= Probatio diabolica =

Legal requirement to achieve an impossible proof

Probatio diabolica (Latin for "devil's proof" or "diabolical proof") is a legal requirement to achieve an impossible proof. Where a legal system would appear to require an impossible proof, the remedies are reversing the burden of proof, or giving additional rights to the individual facing the probatio diabolica.

The devil's proof is the logical dilemma that while evidence will prove the existence of something, the lack of evidence fails to disprove it. In essence, the opposing statement's lack of proof makes the statement true in some sense. This connects with the idea that, while substantial evidence may prove the devil's existence, there is no evidence that denies the devil's existence; therefore, one cannot deny the devil's existence.

For example, one party might patent a process for manufacturing an item while another party might then make the item.
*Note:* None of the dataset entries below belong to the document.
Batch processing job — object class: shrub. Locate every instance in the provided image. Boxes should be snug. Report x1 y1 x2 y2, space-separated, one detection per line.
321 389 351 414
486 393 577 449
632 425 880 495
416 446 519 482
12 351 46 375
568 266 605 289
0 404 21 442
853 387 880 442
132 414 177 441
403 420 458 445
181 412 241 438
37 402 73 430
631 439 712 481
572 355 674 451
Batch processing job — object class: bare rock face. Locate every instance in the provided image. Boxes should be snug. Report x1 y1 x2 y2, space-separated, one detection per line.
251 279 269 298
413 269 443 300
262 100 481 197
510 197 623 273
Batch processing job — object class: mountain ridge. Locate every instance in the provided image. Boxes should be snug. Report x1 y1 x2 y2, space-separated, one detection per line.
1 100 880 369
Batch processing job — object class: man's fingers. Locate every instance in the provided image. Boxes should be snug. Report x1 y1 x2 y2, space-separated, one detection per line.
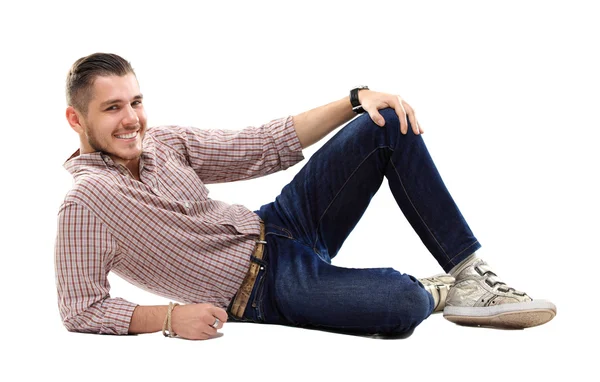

The patent-holder would normally have to show that the patented process had been improperly used; this is a probatio diabolica, since, on the face of it, the patent-holder cannot prove which process was actually used, which could render the patent useless. Two possible solutions exist:
- the burden of proof is reversed by presuming that the second manufacturer has improperly used the patented process, unless they demonstrate that they used some other process; or
- the patent-holder is given discovery rights, enabling them to obtain information from the second manufacturer on the process actually used.